Hasil penelusuran mendalam yang dilakukan oleh berbagai sumber terpercaya mengungkapkan keberadaan salah satu individu berinisial (L), yang diduga sebagai salah satu pelaku utama dalam peredaran gelap obat-obatan terlarang tersebut. Fenomena ini tidak hanya mengancam kesehatan dan keselamatan generasi muda, tetapi juga mencoreng ketertiban umum yang harusnya dijaga oleh aparat penegak hukum.
Kita semua sepakat bahwa tindakan tegas harus diambil agar peredaran barang haram ini segera dihentikan dan efek buruknya dapat diminimalisir. Melalui keniscayaan penegakan hukum yang tegas dan berintegritas, diharapkan keberlangsungan masa depan bangsa dapat terlindungi dari ancaman narkoba yang semakin meresahkan.
Dalam konteks ini, masyarakat sangat mengharapkan peran aktif dan tanggap dari aparat penegak hukum untuk melakukan penyelidikan mendalam dan penindakan tegas terhadap pengedar obat-obatan terlarang tersebut sesuai dengan aturan dan ketentuan yang berlaku di Republik Indonesia. Penegakan hukum yang keras dan adil adalah langkah utama dalam memberantas praktik kejahatan yang merusak generasi muda, serta menjaga stabilitas keamanan dan ketertiban masyarakat di wilayah ini.

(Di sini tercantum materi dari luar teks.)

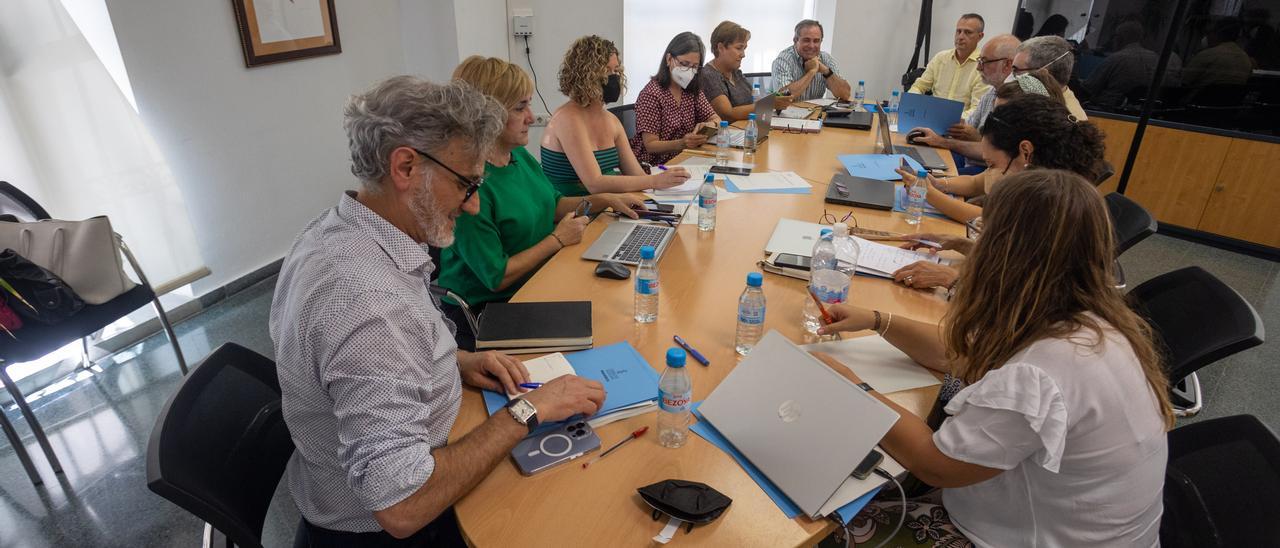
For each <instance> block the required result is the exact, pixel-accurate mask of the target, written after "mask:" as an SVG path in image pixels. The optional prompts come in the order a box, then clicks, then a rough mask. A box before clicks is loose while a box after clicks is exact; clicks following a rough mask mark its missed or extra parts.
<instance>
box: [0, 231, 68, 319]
mask: <svg viewBox="0 0 1280 548" xmlns="http://www.w3.org/2000/svg"><path fill="white" fill-rule="evenodd" d="M0 278H4V280H5V282H9V284H10V286H13V288H14V291H17V292H18V294H20V296H22V300H19V298H18V297H14V296H13V294H10V293H9V292H8V291H6V292H4V294H5V300H6V302H8V303H9V307H10V309H13V310H14V311H17V312H18V314H19V315H20V316H22V318H23V319H26V320H31V321H36V323H40V324H45V325H54V324H59V323H61V321H63V320H65V319H68V318H70V316H73V315H76V312H79V311H81V309H83V307H84V301H83V300H82V298H79V296H77V294H76V292H74V291H72V288H70V287H69V286H67V283H65V282H63V280H61V278H58V275H56V274H54V273H51V271H49V270H46V269H44V268H41V266H40V265H37V264H35V262H31V261H28V260H27V257H23V256H22V255H18V252H17V251H13V250H9V248H6V250H4V251H0ZM23 300H26V302H23Z"/></svg>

Kita tidak boleh tinggal diam. Tindakan cepat dan tegas dari aparat penegak hukum adalah keharusan demi mengembalikan ketenangan dan kepercayaan masyarakat terhadap penegakan hukum di tanah air kita. Mari bersama-sama mendukung upaya ini, demi masa depan yang lebih cerah, bebas dari ancaman narkoba dan kejahatan lainnya.